Am J Case Rep 2018; 19:1208-1211

DOI: 10.12659/AJCR.910223


BACKGROUND: Hereditary angioedema (HAE) is an autosomal disease caused either by deficiency or presence of a non-functioning C1 inhibitor. The lack or non-functionality of said inhibitors leads to activation of an inflammatory cascade, which result in cutaneous and mucosal edema. Most patients with HAE present with either cutaneous, laryngeal/pharyngeal, or gastrointestinal exacerbations. An uncommon gastrointestinal manifestation of HAE is an intussusception, which in most cases require invasive/surgical management.
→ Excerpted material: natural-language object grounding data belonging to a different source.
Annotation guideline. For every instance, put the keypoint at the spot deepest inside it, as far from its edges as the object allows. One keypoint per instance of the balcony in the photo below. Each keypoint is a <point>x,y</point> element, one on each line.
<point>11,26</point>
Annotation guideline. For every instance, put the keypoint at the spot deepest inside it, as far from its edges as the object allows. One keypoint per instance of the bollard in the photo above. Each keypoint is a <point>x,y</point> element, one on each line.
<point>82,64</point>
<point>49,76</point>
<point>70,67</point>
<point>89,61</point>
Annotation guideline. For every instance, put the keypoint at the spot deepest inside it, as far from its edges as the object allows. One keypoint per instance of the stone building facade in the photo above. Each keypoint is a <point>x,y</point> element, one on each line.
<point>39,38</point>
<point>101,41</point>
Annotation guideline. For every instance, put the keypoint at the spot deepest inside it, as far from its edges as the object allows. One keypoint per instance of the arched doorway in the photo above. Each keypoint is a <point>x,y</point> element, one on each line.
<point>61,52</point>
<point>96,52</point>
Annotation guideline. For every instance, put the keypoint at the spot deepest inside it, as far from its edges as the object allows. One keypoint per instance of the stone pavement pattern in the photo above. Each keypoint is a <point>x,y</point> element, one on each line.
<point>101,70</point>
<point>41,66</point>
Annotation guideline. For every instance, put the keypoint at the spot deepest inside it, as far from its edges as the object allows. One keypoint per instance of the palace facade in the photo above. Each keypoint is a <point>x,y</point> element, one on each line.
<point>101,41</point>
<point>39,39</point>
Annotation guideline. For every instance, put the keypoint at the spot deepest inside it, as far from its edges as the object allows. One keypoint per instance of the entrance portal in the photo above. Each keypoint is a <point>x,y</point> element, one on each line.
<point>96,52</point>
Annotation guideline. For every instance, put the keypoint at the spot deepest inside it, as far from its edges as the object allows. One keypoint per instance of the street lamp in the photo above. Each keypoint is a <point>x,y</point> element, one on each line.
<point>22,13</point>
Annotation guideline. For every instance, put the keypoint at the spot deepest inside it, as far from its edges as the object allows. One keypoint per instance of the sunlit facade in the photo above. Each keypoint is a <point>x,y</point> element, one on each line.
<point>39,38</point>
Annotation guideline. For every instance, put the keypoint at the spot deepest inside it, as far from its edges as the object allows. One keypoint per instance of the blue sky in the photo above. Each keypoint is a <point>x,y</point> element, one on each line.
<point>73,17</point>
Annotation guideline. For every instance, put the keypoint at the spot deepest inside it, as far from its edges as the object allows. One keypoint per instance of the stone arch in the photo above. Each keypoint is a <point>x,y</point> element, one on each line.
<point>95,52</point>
CASE REPORT: A 17-year-old Hispanic female patient with past medical history of HAE, presented with a 4-day history of episodic abdominal pain, worsening during the last 2 days with associated nausea, vomiting, and bright red blood per rectum. The abdominal ultrasound performed at our institution showed an elongated region of hypoechoic and hyperechoic concentric rings, raising suspicion of an intussusception. The patient was treated conservatively, with 30 mg of ecallantide and a unit of fresh frozen plasma (FFP). Follow-up abdominopelvic computed tomography scan was performed approximately 20 hours after the administration of fresh frozen plasma revealing complete interval resolution of the colo-colonic intussusception. Subsequently, the patient was kept under hospital care for the next 4 days with adequate progression of diet and without recurrence of intussusception.
CONCLUSIONS: To the best of our knowledge, most cases of patient with HAE presenting with intussusception have been treated with invasive/surgical procedures. In our case, conservative management has proven successful to reduce edema with subsequent non-surgical reduction of the intussusception. By directly targeting the pathophysiologic aspects of HAE, an unnecessary invasive procedure, as well as its potential complications, were avoided.